L’avvocato non accennava a rispondere. Angelo allora riprese, in modo meno concitato:
– In caso contrario, preferisco regolare ancora una volta e definitivamente i miei conti, perché un quarto avvocato non intendo cercarlo. Mi sono convinto che la via della giustizia è davvero lunga e difficile e, comunque, non è raccomandabile ai poveri e agli ingenui.
Brunello restò in silenzio, lisciandosi di nuovo i baffi; poi: – Senta, – incominciò alzando lo sguardo verso il suo interlocutore – forse una soluzione, se lei è d’accordo, si può trovare. Nel mio studio ho un giovane e valido collaboratore, l’avvocato Stefano Cavinato, un tipo in gamba, desideroso mostrare il suo valore e di mettersi in proprio. Stefano potrebbe prendersi carico del suo caso. Sono sicuro che lo farà, e che saprà affrontare il processo anche contro Caron e Bizzotto. Questo garantirebbe a lei di non perdere altro tempo e a me di evitare lo scontro diretto con lo studio di Caron. Che ne dice?

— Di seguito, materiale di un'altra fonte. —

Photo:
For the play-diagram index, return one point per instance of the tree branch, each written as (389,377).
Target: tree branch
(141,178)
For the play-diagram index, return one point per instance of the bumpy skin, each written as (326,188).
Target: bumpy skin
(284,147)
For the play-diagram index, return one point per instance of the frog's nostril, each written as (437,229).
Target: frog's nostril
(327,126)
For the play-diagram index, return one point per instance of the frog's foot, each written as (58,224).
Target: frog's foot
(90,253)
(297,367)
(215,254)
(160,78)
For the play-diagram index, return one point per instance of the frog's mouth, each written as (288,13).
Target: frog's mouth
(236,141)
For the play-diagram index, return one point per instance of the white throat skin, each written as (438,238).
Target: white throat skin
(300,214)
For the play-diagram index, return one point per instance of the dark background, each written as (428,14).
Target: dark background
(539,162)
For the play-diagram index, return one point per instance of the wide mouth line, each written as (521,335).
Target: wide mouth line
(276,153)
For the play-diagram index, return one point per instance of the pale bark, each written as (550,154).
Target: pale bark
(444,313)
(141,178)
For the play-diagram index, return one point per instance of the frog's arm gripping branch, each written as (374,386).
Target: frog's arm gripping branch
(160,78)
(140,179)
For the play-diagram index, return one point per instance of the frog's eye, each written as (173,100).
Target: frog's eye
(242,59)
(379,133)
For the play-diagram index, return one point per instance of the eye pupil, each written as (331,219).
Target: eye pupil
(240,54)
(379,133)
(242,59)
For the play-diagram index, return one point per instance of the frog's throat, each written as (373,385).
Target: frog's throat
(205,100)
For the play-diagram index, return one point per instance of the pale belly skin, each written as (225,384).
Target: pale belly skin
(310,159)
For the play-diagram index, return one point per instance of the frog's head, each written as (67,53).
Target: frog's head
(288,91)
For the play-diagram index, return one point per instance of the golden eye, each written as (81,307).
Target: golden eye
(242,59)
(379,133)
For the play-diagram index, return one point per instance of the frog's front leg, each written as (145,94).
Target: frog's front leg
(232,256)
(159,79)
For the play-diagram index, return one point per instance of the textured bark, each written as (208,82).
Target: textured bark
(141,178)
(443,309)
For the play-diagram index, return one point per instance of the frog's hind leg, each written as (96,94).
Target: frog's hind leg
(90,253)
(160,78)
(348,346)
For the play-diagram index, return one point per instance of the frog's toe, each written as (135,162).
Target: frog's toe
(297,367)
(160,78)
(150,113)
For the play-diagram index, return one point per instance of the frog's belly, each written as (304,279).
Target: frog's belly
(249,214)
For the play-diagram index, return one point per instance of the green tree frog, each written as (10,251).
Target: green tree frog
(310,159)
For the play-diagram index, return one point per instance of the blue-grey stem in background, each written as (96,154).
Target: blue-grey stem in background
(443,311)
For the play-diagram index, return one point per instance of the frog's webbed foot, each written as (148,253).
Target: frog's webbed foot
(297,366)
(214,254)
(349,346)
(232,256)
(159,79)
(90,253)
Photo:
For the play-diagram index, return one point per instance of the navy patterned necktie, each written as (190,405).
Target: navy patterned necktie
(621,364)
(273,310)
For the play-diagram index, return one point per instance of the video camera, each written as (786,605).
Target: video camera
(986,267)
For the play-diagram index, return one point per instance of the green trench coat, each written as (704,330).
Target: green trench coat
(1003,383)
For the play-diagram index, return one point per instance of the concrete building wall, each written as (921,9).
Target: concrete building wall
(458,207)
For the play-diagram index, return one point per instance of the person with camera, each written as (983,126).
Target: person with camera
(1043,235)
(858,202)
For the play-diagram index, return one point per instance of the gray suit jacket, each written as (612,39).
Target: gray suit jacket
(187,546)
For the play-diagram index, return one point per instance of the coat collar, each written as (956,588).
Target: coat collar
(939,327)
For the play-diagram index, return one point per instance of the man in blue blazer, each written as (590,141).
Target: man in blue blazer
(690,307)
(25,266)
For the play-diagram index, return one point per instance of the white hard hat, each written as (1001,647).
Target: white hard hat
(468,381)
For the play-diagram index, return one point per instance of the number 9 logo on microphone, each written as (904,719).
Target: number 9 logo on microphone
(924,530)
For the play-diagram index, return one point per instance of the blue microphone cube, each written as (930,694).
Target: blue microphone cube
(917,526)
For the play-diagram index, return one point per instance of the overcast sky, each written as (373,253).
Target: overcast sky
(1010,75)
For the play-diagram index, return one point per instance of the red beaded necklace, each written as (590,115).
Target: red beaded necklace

A Angelo non restavano molte alternative, accettò, senza entusiasmo, questa soluzione, ma volle parlare subito con il nuovo avvocato. Il giovane – aveva compiuto da poco trentacinque anni – gli fece una buona impressione. Gli spiegò a grandi linee la sua situazione, rimandando per i dettagli alla memoria scritta che aveva già consegnato agli avvocati, prima a Feltrin, poi a Brunello. Si salutarono con l’impegno di risentirsi presto e uscì in strada. Non voleva tornare subito a casa: allungò un po’ il percorso, passò dietro l’Accademia e si trovò, dopo aver girovagato tra le calli, inseguendo vaghi profumi floreali, sulla riva del Canale della Giudecca, all’altezza della Fondamenta degli Incurabili. Si fermò a osservare le increspature dell’acqua, le acrobazie dei gabbiani, le case e i palazzi illuminati dal sole sull’altra sponda, la Giudecca, e un’imprevista vertigine, il ricordo sommerso di stagioni perdute lo colse all’improvviso e lo rapì per qualche prezioso attimo, gli fece chiudere gli occhi, assaporando il calore sulla pelle e l’odore di salso che la brezza portava con sé: da una finestra proveniva il suono di un pianoforte – Bach, era sicuro. Si sporse sul bordo della fondamenta, cercando il riflesso della sua immagine sullo specchio della laguna. Provò un’irragionevole desiderio di scivolare dentro l’acqua, un grembo accogliente dove dimenticare tutto, e diventare leggero, per sempre, affiorare e affondare. Gli tornarono in mente i versi di un libro che Luccini, il suo professore del liceo, gli aveva prestato, quelli su Fleba il Fenicio. Com’era? “Una corrente sotto il mare gli spolpò le ossa in bisbigli…” E Luccini, che direbbe, oggi, Luccini, del suo “brillante allievo”, ridotto a postulante? Al suo circolo “Italia-Urss” non c’era mai andato, e neanche “Al Pozzetto”, il circolo che aveva fondato a Padova. Se è per quello, si disse, neanche al suo funerale sono andato, pochi anni fa. Povero Luccini, anche lui, quante umiliazioni ha subito dal suo stesso partito, lui e il suo pensiero critico… Gli dispiaceva, ora, non aver avuto il coraggio di andare a trovarlo. Chissà su che argomenti avrebbero discusso… se gli avrebbe rimproverato ancora il suo “profetismo neoclericale”… “Medita su Fleba, che fu una volta alto e bello come te”, gli avrebbe detto, con la sua ironia.
Da un rio sbucò un barchino a motore con alcuni ragazzi vocianti: il baccano coprì il suono della musica. Disturbato, anche Angelo troncò il corso dei suoi pensieri, volse i suoi passi e tornò verso la stazione.